O avanço da proposta que prevê o fim da escala 6×1 no Congresso Nacional amplia uma discussão que vai além das relações trabalhistas e passa a atingir diretamente o modelo operacional das empresas brasileiras. Embora o debate tenha ganhado força sob a ótica da qualidade de vida e da saúde mental dos trabalhadores, especialistas alertam que a mudança também pode provocar efeitos relevantes sobre produtividade, custos, competitividade e geração de empregos, especialmente em setores que dependem de operação contínua, que seguramente serão mais afetados.
A aprovação da admissibilidade da proposta pela Comissão de Constituição e Justiça (CCJ) da Câmara dos Deputados abriu uma nova etapa de tramitação. Agora, o tema segue para uma comissão especial, responsável por discutir o mérito da medida, consolidar diferentes versões em análise e definir possíveis caminhos para implementação. A análise foi decisiva para permitir o avanço do texto e abrir espaço para uma discussão mais aprofundada sobre os impactos econômicos e operacionais da redução da jornada semanal atualmente fixada, na maioria dos casos, em 44 horas.

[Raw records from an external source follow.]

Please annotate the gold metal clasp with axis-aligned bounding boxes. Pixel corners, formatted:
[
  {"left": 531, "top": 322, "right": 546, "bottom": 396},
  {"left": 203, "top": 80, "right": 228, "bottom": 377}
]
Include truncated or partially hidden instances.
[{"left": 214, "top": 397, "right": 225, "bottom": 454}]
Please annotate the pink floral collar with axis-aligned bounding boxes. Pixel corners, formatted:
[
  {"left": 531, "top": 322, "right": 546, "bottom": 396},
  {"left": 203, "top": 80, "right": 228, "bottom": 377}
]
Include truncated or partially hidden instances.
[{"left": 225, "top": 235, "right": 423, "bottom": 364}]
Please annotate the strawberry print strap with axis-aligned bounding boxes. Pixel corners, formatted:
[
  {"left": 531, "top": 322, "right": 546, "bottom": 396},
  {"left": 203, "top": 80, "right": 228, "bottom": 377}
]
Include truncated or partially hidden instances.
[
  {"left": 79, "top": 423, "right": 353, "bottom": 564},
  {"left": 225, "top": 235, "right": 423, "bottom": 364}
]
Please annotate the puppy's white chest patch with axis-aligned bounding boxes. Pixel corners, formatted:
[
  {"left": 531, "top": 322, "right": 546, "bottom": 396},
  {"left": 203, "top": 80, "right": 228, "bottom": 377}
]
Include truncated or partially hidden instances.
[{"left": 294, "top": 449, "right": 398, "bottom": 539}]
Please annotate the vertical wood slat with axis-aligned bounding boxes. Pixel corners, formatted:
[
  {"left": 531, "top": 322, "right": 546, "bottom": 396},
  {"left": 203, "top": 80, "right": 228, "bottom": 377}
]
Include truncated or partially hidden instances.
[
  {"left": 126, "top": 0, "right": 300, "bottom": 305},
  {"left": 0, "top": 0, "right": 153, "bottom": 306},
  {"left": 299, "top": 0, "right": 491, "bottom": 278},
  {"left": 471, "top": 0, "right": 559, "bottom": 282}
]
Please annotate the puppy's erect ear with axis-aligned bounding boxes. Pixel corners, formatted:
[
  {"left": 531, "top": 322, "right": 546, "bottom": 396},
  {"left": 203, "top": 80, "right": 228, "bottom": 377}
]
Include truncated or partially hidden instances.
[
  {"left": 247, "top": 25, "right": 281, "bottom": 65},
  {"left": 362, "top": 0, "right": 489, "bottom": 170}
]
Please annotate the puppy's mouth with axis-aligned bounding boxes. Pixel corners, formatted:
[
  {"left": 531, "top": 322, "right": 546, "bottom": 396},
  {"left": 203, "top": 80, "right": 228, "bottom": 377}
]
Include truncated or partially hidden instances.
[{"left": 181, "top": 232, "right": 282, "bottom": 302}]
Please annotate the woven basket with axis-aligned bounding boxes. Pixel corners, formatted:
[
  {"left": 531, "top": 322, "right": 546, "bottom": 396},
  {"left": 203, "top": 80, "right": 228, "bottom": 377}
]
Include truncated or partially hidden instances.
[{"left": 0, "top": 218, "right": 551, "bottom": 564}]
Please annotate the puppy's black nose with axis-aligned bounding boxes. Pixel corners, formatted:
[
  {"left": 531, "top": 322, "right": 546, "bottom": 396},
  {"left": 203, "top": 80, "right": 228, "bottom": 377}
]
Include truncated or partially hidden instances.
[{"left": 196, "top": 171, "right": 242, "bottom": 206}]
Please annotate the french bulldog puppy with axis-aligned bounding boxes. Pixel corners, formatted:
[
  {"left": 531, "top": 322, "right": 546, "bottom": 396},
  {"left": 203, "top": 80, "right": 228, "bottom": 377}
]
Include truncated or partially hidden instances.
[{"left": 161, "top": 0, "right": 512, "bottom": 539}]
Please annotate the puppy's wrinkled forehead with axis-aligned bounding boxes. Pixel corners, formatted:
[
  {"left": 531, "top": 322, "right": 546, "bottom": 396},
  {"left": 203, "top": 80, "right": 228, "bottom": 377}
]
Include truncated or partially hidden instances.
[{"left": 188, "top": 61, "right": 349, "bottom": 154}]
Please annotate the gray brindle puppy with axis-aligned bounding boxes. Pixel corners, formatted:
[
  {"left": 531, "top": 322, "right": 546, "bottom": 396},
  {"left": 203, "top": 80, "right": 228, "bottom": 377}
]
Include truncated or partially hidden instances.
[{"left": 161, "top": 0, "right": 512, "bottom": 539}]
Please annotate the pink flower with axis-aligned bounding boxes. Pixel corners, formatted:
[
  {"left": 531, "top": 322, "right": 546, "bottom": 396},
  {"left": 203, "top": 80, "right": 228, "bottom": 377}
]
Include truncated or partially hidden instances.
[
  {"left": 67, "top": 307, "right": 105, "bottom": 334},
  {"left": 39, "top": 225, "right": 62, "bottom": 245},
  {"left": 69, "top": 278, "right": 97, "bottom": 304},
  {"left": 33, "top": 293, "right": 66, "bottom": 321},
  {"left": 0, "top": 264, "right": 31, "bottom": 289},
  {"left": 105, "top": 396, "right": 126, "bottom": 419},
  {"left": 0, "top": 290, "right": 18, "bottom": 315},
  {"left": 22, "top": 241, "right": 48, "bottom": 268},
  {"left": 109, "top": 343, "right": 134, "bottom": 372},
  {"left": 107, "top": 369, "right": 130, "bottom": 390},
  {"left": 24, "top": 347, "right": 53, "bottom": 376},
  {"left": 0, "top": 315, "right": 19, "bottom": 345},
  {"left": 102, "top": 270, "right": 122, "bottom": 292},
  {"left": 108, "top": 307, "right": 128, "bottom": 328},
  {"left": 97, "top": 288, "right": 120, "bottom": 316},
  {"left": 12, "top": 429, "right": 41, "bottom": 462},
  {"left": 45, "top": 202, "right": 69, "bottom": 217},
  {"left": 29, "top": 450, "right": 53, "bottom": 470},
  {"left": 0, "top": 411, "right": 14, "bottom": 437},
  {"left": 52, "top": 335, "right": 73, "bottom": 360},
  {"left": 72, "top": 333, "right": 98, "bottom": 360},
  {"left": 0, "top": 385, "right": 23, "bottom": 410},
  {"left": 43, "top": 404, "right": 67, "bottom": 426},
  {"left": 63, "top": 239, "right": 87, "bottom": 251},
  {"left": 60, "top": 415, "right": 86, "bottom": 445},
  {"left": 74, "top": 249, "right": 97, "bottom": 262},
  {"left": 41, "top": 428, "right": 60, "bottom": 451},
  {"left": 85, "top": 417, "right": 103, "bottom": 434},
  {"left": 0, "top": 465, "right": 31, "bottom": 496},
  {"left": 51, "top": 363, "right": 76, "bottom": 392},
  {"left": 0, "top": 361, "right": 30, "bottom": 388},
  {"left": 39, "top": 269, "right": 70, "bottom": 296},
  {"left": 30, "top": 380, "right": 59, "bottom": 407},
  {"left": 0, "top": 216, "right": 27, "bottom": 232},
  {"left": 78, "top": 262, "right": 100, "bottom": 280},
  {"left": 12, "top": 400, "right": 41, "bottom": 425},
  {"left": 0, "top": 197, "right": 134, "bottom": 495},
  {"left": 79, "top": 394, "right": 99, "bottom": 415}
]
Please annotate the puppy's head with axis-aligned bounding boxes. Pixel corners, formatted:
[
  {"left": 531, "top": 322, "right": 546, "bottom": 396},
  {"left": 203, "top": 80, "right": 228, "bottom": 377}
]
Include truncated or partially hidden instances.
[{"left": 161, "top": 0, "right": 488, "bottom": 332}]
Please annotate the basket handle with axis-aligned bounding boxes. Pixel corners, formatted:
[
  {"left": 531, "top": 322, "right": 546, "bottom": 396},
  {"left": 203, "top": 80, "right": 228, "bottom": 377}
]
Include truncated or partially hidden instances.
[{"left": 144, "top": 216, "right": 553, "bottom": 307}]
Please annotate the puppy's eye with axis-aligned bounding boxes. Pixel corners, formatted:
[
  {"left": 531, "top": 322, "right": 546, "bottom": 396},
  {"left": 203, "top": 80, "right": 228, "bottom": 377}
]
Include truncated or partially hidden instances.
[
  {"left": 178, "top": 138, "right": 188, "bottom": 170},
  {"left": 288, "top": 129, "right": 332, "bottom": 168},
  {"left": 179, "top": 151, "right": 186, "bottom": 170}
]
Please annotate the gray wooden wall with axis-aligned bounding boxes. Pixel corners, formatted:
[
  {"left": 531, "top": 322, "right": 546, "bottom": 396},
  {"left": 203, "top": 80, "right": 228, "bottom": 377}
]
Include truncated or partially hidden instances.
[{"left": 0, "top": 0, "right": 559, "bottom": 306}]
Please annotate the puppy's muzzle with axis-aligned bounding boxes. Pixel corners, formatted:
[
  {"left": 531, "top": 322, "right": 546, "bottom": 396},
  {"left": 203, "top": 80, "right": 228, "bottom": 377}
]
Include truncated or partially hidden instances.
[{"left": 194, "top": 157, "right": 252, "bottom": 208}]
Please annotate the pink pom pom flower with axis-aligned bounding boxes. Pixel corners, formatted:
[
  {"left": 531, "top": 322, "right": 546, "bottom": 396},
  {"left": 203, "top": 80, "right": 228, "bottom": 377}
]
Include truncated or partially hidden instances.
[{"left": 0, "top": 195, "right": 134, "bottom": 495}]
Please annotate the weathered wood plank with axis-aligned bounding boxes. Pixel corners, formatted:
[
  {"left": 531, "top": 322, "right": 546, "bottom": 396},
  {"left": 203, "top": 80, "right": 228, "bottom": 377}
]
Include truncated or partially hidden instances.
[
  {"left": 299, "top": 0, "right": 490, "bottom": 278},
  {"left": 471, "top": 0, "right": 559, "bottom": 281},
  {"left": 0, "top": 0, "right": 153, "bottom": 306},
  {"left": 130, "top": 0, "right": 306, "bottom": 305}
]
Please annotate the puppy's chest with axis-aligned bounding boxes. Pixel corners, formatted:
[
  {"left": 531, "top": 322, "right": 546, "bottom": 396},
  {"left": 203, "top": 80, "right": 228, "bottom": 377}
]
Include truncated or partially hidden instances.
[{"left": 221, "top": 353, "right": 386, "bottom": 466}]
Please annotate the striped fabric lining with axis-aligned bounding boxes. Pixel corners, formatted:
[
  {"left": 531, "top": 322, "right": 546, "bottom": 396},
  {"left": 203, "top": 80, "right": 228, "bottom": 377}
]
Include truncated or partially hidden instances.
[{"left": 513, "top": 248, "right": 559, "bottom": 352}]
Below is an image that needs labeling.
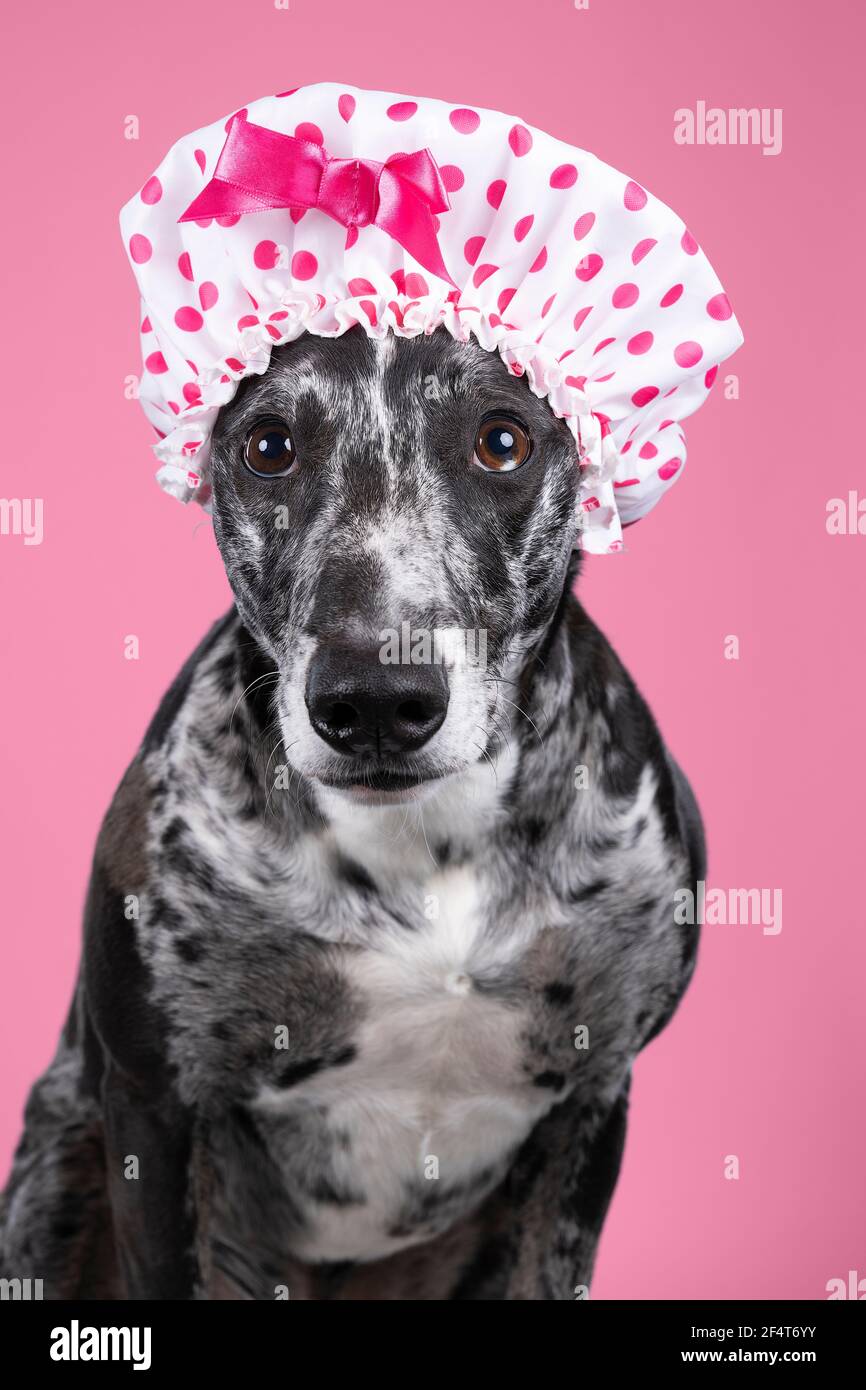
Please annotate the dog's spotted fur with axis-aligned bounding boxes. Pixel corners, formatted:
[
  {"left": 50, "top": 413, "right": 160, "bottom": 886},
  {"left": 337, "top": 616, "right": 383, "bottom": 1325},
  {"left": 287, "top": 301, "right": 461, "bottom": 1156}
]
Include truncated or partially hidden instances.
[{"left": 0, "top": 331, "right": 703, "bottom": 1300}]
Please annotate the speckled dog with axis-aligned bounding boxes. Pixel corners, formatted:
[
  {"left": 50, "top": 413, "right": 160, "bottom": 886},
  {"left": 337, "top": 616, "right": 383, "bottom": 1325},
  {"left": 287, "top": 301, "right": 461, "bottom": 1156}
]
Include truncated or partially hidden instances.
[{"left": 1, "top": 329, "right": 703, "bottom": 1300}]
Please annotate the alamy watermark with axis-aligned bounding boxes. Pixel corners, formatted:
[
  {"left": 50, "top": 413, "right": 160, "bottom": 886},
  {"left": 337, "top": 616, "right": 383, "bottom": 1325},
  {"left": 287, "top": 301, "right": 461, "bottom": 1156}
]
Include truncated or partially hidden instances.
[
  {"left": 674, "top": 101, "right": 781, "bottom": 154},
  {"left": 379, "top": 623, "right": 487, "bottom": 671},
  {"left": 674, "top": 878, "right": 781, "bottom": 937},
  {"left": 0, "top": 498, "right": 43, "bottom": 545}
]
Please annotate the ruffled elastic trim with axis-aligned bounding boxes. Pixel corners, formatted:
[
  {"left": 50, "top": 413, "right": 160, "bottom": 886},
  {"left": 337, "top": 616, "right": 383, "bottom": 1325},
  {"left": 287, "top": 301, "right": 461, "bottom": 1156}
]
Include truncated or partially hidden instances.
[{"left": 152, "top": 286, "right": 623, "bottom": 555}]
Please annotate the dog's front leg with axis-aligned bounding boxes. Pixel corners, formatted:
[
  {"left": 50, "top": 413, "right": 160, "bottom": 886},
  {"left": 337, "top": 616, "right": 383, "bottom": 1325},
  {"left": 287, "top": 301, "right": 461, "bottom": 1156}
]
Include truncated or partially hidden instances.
[{"left": 103, "top": 1062, "right": 196, "bottom": 1300}]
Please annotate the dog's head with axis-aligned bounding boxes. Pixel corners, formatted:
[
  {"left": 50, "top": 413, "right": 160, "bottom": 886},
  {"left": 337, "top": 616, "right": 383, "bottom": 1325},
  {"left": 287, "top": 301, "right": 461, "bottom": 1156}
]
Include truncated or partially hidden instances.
[{"left": 211, "top": 328, "right": 578, "bottom": 801}]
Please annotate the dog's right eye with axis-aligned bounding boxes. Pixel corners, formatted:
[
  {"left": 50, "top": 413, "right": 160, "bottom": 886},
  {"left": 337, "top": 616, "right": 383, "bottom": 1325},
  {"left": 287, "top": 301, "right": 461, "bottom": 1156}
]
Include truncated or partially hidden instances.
[{"left": 243, "top": 420, "right": 295, "bottom": 478}]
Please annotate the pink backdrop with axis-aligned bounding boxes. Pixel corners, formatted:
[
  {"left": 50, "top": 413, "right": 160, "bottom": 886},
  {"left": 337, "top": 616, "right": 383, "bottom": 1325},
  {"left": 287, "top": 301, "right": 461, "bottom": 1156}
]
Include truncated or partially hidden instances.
[{"left": 0, "top": 0, "right": 866, "bottom": 1298}]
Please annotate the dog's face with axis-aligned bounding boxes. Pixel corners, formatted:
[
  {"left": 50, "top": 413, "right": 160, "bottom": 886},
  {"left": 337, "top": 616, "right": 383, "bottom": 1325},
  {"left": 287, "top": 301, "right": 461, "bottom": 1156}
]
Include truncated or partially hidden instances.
[{"left": 211, "top": 328, "right": 578, "bottom": 801}]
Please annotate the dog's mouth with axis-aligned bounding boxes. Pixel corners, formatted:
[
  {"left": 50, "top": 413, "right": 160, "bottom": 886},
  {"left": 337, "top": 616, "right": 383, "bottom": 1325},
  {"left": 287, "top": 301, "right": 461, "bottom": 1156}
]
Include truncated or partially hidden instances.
[{"left": 316, "top": 765, "right": 448, "bottom": 806}]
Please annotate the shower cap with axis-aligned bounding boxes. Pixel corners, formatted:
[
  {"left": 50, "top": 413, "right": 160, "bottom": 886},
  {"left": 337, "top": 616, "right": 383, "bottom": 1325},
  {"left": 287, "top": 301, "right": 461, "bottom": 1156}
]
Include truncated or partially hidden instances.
[{"left": 121, "top": 83, "right": 742, "bottom": 553}]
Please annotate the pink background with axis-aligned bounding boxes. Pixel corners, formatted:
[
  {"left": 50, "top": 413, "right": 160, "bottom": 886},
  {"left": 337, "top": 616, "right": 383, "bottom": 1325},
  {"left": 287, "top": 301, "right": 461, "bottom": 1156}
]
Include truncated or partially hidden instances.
[{"left": 0, "top": 0, "right": 866, "bottom": 1298}]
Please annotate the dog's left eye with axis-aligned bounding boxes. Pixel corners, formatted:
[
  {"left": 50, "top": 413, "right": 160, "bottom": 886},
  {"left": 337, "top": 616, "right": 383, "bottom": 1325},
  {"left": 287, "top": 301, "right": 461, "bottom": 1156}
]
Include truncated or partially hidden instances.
[
  {"left": 474, "top": 416, "right": 532, "bottom": 473},
  {"left": 243, "top": 420, "right": 295, "bottom": 478}
]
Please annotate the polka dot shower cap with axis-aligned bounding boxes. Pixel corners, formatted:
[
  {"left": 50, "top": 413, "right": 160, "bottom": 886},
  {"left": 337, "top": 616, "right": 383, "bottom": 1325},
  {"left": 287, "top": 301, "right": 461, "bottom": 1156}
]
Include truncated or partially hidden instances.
[{"left": 121, "top": 83, "right": 742, "bottom": 555}]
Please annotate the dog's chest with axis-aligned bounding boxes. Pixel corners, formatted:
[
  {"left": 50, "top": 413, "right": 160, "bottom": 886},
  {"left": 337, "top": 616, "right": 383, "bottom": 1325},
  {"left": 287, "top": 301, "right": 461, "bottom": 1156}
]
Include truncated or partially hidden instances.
[{"left": 256, "top": 867, "right": 552, "bottom": 1261}]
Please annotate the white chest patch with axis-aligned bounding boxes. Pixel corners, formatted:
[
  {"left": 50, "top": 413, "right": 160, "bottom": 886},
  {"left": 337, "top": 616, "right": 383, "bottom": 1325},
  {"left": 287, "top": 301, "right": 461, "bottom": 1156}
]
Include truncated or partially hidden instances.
[{"left": 259, "top": 867, "right": 550, "bottom": 1261}]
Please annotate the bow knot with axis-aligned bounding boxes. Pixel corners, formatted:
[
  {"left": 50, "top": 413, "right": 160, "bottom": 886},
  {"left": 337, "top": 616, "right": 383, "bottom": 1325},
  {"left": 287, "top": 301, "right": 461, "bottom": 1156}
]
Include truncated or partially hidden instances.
[{"left": 178, "top": 115, "right": 456, "bottom": 288}]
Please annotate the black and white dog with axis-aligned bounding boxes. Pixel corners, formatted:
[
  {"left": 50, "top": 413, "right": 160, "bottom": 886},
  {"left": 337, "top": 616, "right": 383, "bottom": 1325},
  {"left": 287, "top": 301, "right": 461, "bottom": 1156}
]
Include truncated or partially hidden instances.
[{"left": 0, "top": 329, "right": 703, "bottom": 1300}]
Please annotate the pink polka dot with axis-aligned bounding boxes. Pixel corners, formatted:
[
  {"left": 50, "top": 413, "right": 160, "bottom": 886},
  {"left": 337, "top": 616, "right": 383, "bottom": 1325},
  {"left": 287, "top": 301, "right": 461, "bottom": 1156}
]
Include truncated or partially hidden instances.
[
  {"left": 439, "top": 164, "right": 466, "bottom": 193},
  {"left": 706, "top": 295, "right": 734, "bottom": 320},
  {"left": 174, "top": 304, "right": 204, "bottom": 334},
  {"left": 253, "top": 242, "right": 279, "bottom": 270},
  {"left": 509, "top": 125, "right": 532, "bottom": 158},
  {"left": 129, "top": 232, "right": 153, "bottom": 265},
  {"left": 610, "top": 282, "right": 641, "bottom": 309},
  {"left": 292, "top": 252, "right": 318, "bottom": 279},
  {"left": 386, "top": 101, "right": 418, "bottom": 121},
  {"left": 140, "top": 174, "right": 163, "bottom": 203},
  {"left": 674, "top": 341, "right": 703, "bottom": 367},
  {"left": 631, "top": 236, "right": 657, "bottom": 265},
  {"left": 574, "top": 252, "right": 605, "bottom": 282},
  {"left": 448, "top": 106, "right": 481, "bottom": 135},
  {"left": 550, "top": 164, "right": 577, "bottom": 188},
  {"left": 628, "top": 332, "right": 652, "bottom": 357},
  {"left": 623, "top": 179, "right": 646, "bottom": 213}
]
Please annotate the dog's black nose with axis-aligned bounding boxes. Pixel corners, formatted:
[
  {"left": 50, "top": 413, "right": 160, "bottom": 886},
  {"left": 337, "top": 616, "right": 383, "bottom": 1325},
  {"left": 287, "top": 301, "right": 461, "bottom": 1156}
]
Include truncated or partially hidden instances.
[{"left": 306, "top": 646, "right": 448, "bottom": 756}]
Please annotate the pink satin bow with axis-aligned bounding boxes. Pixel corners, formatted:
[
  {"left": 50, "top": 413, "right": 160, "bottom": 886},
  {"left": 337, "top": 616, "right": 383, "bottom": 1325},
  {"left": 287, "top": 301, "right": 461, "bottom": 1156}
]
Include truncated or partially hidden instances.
[{"left": 178, "top": 114, "right": 455, "bottom": 285}]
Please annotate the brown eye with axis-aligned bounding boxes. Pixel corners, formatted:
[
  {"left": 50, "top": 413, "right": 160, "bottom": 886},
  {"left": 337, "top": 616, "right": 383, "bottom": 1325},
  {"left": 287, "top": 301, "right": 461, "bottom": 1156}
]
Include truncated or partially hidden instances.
[
  {"left": 243, "top": 420, "right": 295, "bottom": 478},
  {"left": 474, "top": 416, "right": 532, "bottom": 473}
]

Embora o debate tenha ganhado força a partir de argumentos ligados à qualidade de vida e saúde mental dos trabalhadores, especialistas das áreas contábil, empresarial e jurídica alertam para efeitos econômicos relevantes, especialmente em setores que dependem de operação contínua, como indústria, varejo e serviços. “A discussão é legítima, mas precisa considerar o cenário atual, em que muitas empresas já enfrentam dificuldade de contratação. Alterar a jornada sem avaliar os impactos estruturais pode gerar efeitos econômicos importantes”, afirma o contador Richard Domingos.
Segundo ele, a redução da jornada com manutenção salarial eleva o custo por hora trabalhada. “Na prática, o custo aumenta, o que pode gerar pressão sobre a mão de obra e, consequentemente, sobre os preços de produtos e serviços.” Benito Pedro Vieira Santos, bacharel em Administração e Contabilidade, reforça que o impacto vai além do campo trabalhista. “Empresas que operam com jornadas contínuas terão que rever escalas, contratar mais pessoas ou ampliar jornadas complementares. Isso afeta diretamente margens e competitividade”, explica.